The plan is to solicit comments about the national, interoperable wireless broadband network for law enforcement and first responders.
National Telecommunications and Information Administration head Lawrence Strickling announced a plan on Monday to solicit comments about the planned national, interoperable wireless broadband network for law enforcement and first responders.
The request for information is the first step toward the distribution of $135 million in grants to state, local and tribal governments that will cover the planning of the nationwide network, called FirstNet. Specifically, the RFI will seek information on existing infrastructure that might be deployed on behalf of the effort, including cellular towers and backhaul networks. Comments are due in 30 days.
The move is necessary because the legislation authorizing FirstNet requires the use of existing commercial communications infrastructure in the development of the network.
Strickling also announced that last Friday, the NTIA had partially suspended $380 million in Recovery Act grants related to public safety communications. "Proceeeding when FirstNet has not even met, much less made, any decisions about the national design puts at risk the millions of taxpayer dollars that are funding these projects," Strickling said.

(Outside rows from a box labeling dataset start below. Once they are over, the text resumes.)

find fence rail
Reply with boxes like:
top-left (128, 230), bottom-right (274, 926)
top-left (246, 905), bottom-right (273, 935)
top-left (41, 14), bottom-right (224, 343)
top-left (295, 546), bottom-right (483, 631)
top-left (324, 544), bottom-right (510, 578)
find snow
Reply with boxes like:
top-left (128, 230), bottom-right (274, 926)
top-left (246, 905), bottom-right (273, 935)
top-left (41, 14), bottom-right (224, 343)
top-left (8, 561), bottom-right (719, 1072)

In his remarks at the National Broadband Summit and Expo, Strickling also stressed the need for FirstNet to operate on a break-even basis. Federal funding to establish the network is capped at $7 billion. Participating law enforcement entities will have to pay user fees to FirstNet. States are permitted to opt out, but they have to clear a few hurdles, including demonstrating interoperability with FirstNet.
FirstNet is set to stand up August 20. Before then, the NTIA has to oversee the naming of a 15-member board of directors, a task Strickling compared to “solving a multidimensional jigsaw puzzle,” because of the need for diversity in terms of geography and professional expertise.